Dr. James Bradfield Moody was the last, but far from the least, speaker at the panel session of the opening day of the 2012 World Resources Forum, which included Rocky Mountain Institute Chairman and Chief Scientist Amory Lovins and Yale Professor Thomas Graedel. Many important topics were addressed, from resources efficiency and recycling to societal values. However, being the youngest speaker of the day, Dr. Bradfield Moody, not only connected brilliantly with the audience but he managed to make the boldest prediction about the future.
Dr. Bradfield Moody is presently on a sabbatical from his position as Executive Director, Development at the one of the world’s largest and most diverse global research organisations, The Commonwealth Scientific and Industrial Research Organisation (CSIRO). He is also Australian National Commissioner for UNESCO and on the Advisory Council of the Australian Bureau of Statistics. Moreover, the World Economic Forum has named him Young Global Leader. In his book “Sixth’s Wave: How to succeed in a Resource limited world”, he describes how, during the last century, we have seen five waves of innovation transform society, economies and industries. This started with industrial revolution, leading to the current and fifth wave of information and communications technology. Nevertheless, Dr. Bradfield Moody argues that the current wave has reached its peak and that a new wave of innovation is slowly emerging.

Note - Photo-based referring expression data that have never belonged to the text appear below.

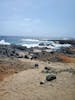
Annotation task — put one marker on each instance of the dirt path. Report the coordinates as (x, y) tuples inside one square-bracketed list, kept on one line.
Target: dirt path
[(26, 86)]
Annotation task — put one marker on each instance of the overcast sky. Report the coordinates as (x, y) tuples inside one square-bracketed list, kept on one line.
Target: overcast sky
[(37, 17)]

His research predicts this sixth wave to be driven by resources efficiency, incorporating numerous changes in production and consumption patterns. One example is the movement from a consumption of products to a consumption of services. Currently, there are distorted incentives between buyers and sellers, for instance, if you buy a new washing machine. You, as a consumer, want it to last as long as possible but the company selling the washing machine to you, has the incentive for the machine to last but a few months after the warranty runs out. However, if a business offers you a service of clothing washing, the company would then have the incentive to produce washing machines that last longer.